Firewalls Put Drag on Organizations: Report
According to a new report, organizations are frustrated that so many attacks are bypassing their web application firewalls.
Ineffective protection, time-consuming management, and high ownership costs factor into dissatisfaction among many organizations, including financial services, about web application firewalls as their front-line security strategy for apps and interfaces.
The report, “The State of Web Application Firewalls,” from Sunnyvale, Calif.-based Cequence Security, which delivers automated software solutions to protect the web, mobile, and API services, and Ponemon Institute showed only 40% of organizations are satisfied with their WAF.
“The research clearly reveals WAF dissatisfaction in three areas,” Dr. Larry Ponemon, chair and founder of Ponemon Institute, said. “First, organizations are frustrated that so many attacks are bypassing their WAFs and compromising business-critical applications. In addition, they are experiencing the pain of continuous, time-consuming WAF configuration, and administration tasks. Lastly, they’re dealing with significant annual costs associated with WAF ownership and staffing.”
Franklyn Jones, CMO of Cequence Security, also said. “Intelligent automation and consolidation of application security functions are definitely two critical requirements we’re seeing regularly with our hyper-connected customers. They rely on web, mobile, and API-based applications to link customers, partners, and suppliers across their digital ecosystem. And they need an intelligent, integrated application security solution that can protect them against a broad range of sophisticated attacks.”
Among the report’s findings:
- Mobile vs API protection. Organizations are more effective at protecting mobile apps than APIs: 54% of respondents said they are very effective in protecting mobile apps, while only 38% of respondents said their effectiveness in protecting API services is very high.
- Detection versus protection. Most organizations use WAFs for attack detection: only 22% of WAFs deployed in the organizations represented in the study both detect and block attacks.
- Security. While 66% of respondent organizations consider the WAF a critically important security tool, 43% use their WAFs only to generate alerts (not to block attacks). Eighty-six percent experienced application-layer attacks that bypassed their WAF in the last 12 months.

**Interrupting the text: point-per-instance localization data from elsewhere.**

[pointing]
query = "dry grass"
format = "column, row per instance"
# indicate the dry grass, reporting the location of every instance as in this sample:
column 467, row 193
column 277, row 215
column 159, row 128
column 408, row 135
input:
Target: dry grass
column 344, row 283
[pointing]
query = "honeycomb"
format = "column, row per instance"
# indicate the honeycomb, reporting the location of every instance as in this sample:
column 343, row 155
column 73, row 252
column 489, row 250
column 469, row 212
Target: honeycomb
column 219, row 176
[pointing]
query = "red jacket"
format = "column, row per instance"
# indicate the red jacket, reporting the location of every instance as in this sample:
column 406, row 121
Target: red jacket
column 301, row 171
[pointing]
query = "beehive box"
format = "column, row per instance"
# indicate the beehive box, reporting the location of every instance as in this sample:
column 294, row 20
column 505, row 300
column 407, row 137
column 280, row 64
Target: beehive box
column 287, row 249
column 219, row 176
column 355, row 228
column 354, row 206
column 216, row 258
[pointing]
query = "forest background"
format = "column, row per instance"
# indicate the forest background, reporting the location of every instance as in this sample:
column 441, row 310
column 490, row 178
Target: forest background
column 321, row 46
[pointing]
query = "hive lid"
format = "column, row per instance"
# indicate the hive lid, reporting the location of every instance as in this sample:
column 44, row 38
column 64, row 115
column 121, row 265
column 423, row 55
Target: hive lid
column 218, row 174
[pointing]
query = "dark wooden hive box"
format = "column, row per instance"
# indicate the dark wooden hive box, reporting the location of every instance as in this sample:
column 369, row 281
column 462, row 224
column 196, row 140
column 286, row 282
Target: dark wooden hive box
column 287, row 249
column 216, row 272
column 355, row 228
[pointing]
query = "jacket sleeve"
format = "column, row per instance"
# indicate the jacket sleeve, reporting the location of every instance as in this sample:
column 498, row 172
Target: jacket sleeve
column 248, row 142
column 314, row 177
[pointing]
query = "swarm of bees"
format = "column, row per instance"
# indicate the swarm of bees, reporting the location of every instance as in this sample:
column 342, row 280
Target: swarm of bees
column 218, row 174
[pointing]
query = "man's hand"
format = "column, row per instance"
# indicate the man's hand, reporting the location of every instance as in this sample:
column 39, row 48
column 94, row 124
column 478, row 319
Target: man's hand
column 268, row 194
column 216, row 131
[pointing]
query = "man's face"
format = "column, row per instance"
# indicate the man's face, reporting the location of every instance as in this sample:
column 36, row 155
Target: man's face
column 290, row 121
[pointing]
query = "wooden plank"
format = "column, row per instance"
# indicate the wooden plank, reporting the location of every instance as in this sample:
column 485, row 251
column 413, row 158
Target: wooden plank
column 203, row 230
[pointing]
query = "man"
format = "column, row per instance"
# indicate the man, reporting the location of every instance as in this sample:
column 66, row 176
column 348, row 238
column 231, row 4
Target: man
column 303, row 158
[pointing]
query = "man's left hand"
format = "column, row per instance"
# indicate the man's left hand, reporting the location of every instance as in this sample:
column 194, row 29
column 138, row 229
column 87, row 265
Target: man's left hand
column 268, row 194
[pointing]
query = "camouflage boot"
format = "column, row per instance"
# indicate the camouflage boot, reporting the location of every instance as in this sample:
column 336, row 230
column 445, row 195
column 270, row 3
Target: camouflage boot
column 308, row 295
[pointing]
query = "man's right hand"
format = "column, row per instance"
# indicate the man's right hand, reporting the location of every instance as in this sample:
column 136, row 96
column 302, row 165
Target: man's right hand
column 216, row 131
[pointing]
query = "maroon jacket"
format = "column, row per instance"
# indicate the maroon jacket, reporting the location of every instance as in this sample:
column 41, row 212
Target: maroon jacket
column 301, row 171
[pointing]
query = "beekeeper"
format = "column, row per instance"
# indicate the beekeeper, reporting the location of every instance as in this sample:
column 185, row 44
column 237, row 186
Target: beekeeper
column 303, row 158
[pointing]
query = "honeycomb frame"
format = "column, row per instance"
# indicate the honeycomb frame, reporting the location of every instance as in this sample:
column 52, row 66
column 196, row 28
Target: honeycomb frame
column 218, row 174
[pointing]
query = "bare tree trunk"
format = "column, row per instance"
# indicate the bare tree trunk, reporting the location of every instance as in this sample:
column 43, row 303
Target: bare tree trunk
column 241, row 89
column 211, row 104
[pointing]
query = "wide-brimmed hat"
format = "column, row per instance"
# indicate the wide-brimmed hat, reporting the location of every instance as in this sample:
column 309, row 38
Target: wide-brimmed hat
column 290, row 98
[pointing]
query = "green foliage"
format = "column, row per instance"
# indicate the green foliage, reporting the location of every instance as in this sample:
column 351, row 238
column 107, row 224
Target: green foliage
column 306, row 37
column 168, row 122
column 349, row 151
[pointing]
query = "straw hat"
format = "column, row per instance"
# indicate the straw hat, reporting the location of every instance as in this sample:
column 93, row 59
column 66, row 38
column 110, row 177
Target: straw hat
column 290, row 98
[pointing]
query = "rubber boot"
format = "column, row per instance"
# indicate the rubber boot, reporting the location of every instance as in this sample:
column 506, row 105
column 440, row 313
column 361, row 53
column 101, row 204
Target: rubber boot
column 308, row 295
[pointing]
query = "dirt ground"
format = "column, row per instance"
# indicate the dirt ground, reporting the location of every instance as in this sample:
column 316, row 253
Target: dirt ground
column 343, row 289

- Administration. Managing legacy WAF deployments is complex and time-consuming, requiring an average of 2.5 security administrators who spend 45 hours per week processing WAF alerts, plus an additional 16 hours per week writing new rules to enhance WAF security.
- Cost. The capital expenditure and operating expense costs associated with WAF purchase and ongoing management are significant. In total, organizations spend an average of $620,000 annually. This includes $420K for WAF products, plus an additional $200K annually for the skilled staffing required to manage the WAF.
- Improvements. Seventy-two percent of respondents would like to see more intelligence and automation integrated into their WAF, and 74% would like to see WAF functions integrated with other application security functions into an artificial intelligence-powered software platform.
The report, completed in April 2019, included findings from 595 respondents in 16 vertical markets. The majority have offices globally; 100% of respondents are responsible for WAF deployments in their organization. They have each deployed 158 web, mobile, and API-based applications, on premises and in the cloud. Financial services (18% of respondents), which included banking, investment management, insurance, brokerage, payments and credit cards, was the largest industry focus.